Over the past few weeks I've been working on a service in Python that I'm calling, in the tradition of naming projects after characters in Flash Gordon, Zarkov. So what exactly is Zarkov? Well, Zarkov is many things (and may grow to more):
- Zarkov is an event logger
- Zarkov is a lightweight map-reduce framework
- Zarkov is an aggregation service
- Zarkov is a webservice
In my previous post, I discussed Zarkov as an event logger. While this may be useful (say for logging to a central location from several different servers), there's a bit more to Zarkov. Today I'll focus on the map-reduce framework provided by Zarkov. If you want instructions on setting up Zarkov or getting events into it, please see my previous post.
Why Another Map-Reduce Framework?
Good question. Currently there exist two big frameworks of which I'm aware: Hadoop and Disco. Hadoop is a framework written in Java that includes all sorts of goodness to make sure that your larger-than-life job gets executed relatively efficiently on a large cluster. Disco has the same kinds of things. Both of them require a good bit of setup to get running. Both of them provide a distributed filesystem that they really like to get jobs from. Neither has tight MongoDB integration.
I wanted something smaller. Something easy to configure, with tight MongoDB integration. "But wait," I hear you say, "MongoDB has built-in map-reduce!" In fact, Zarkov began life as a front-end for MongoDB's own map-reduce. Unfortunately, there are a few problems with the built-in mapreduce command in MongoDB:
- it saves its intermediate results in MongoDB collections (lots of locking)
- it is restricted to a single thread per mongod process (thanks a lot, Spidermonkey :-p )
- it doesn't allow scaling compute power independent of shards
So I set out to write my own....
Setting up a single-node Zarkov map-reduce (zmr) cluster
This is actually pretty simple. This is how you do it:
(zarkov) $ # Create the default directory in which zmr stores its temp files (zarkov) $ mkdir /tmp/zmr (zarkov) $ zcmd -y development.yaml serve
Yes, that's the same command as the event logger. You specify in the development.yaml file how many worker processes you want to keep "locally", and these will start up automatically with your router. For more complex setups, or to run the zmr framework without the Zarkov event logger, you can do the following:
(zarkov) $ # Start "router" -- this will also start local worker procs (zarkov) $ zcmd -y development.yaml zmr-router &
Then on your worker nodes:
(zarkov) $ zcmd zmr-worker tcp://worker-ip:5555 &
Note that there's actually no need to specify the config file for the worker process; workers will connect to the router to retrieve their configuration. You do want to make sure that you start all your workers before you start your job in order to correctly load-balance between them.
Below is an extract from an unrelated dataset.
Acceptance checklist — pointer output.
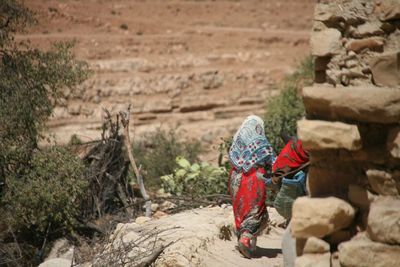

Running a job on a zmr cluster
Running a job is actually pretty simple. You need to connect to the zmr request port (by default this is 5555) on the router using a ZeroMQ REQ socket and submit a BSON message of the following format:
- database: what MongoDB database to read/write to
- collection: what collection forms the input to the job?
- query: a bson.Binary() containing a BSON-encoded query object
- map: python source code string containing a map function
- reduce: python source code string containing a reduce function
- map_name: name of the function in the "map" param
- reduce_name: name of the function in the "reduce" param
- out: collection in which to store the result of the job
- out_type: replace, merge, or reduce, corresponding to the MongoDB mapreduce command options
The map function has the following format:
def map(objects): for object in objects: output = do_something_to(object) yield new_key, value
Basically, it's a generator that takes a sequence of dicts and yields zero or more (key, dict) pairs. The reduce function has the following format:
def reduce(key, values): return one_value_from_many(values)
So for instance, if we wanted to count the number of objects, grouped by the field 'foo', you could do the following:
def map(objects): for object in objects: yield object['foo'], 1 def reduce(key, values): return sum(values)
The result would be a collection with its objects' _id fields equal to the 'foo' values from the input collection and its 'value' fields equal to the number of objects with that 'foo' value.